Votati per otto volte come “Fan’s Favourite” nel doppio, e nominati “Coppia del decennio” dall’ATP nel 2010. Due personalità enormi nel mondo del tennis, e negli Stati Uniti, con cui hanno però un rapporto particolare: all’inizio di quest’anno l’addio alla Davis, chiusa con un bilancio di 24-5, la coppia più vincente della storia a stelle e strisce. Curiosamente, tutte le sconfitte sono arrivate in casa. Bob non ha dubbi: “C’è una teoria: quando siamo in trasferta, viaggiamo solo con team e preparatore, non ci sono troppe distrazioni e questo aiuta ad essere più coesi e concentrati, soprattutto perché si gioca in un ambiente sportivamente ostile, quindi ci facciamo forza. Quando giochiamo in casa c’è la famiglia, gli amici che ne fanno una vacanza: ci chiedono biglietti, trascorriamo del tempo con loro dopo gli allenamenti. Quindi è più facile distrarci e magari non dare il massimo”.
La Davis resta però un tassello fondamentale e indelebile della loro carriera.

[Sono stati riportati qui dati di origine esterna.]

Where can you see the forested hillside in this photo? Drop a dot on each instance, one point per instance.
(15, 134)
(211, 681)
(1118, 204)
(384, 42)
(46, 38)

Mike conserva forse il ricordo più bello della sua carriera: “La vittoria a Portland nel 2007, era il match decisivo di fronte al pubblico di casa. Gli Stati Uniti non vincevano la Davis da 15 anni, è stato grandioso (superarono la Russia, ndr). Se chiedi il ricordo più importante a Bob, parlerà della medaglia d’oro, già lo so!”, scherzano come due adolescenti. Il mancino conferma: “La medaglia d’oro ci ha dato la svolta definitiva, ci ha fatto uscire dalla bolla. Essere campioni olimpici è qualcosa di riconosciuto universalmente, è fantastico: a Pechino vincemmo il bronzo e pensavamo fosse un gran risultato, ma quando rientrammo a casa tutti ci chiedevano cosa fosse successo, dovevamo dare delle spiegazioni per non aver vinto. Il bronzo non è abbastanza negli Stati Uniti, non si sa perché: riprenderci a Londra è stato grandioso”. Londra è stata teatro di svariati successi per i gemelloni: “Un altro ricordo vivissimo, e che rimarrà tale, è quello delle Finals nel 2009. Arrivammo in finale dopo un cammino pazzesco, e se avessimo vinto avremmo chiuso al numero uno: prima del torneo eravamo indietro di 1300 punti, per fortuna Nestor e Zimonjic persero al round robin. Noi però perdemmo il primo match del girone, quindi dovevamo arrivare in finale senza perdere un set e vincere il torneo, per chiudere in vetta. Era stato un anno durissimo, di lavoro e anche frustrazione: concluderlo in quel modo è stato magnifico, difficile da descrivere”.
A ripercorrere la loro carriera si rischia di inciampare nella quantità di successi e gloria che hanno raccolto, pur attraversando momenti non facili come per l’appunto l’ultimo anno: appena tre finali da maggio scorso, due delle quali Slam, perse a Parigi 2016 contro i Lopez, e a gennaio a Melbourne contro Kontinen/Peers. Ora forse l’ultimo assalto ad un Major, che manca dagli US Open 2014, per coronare al meglio una vita da miti. Ma le Olimpiadi 2020? “Ci vediamo a Tokyo!”.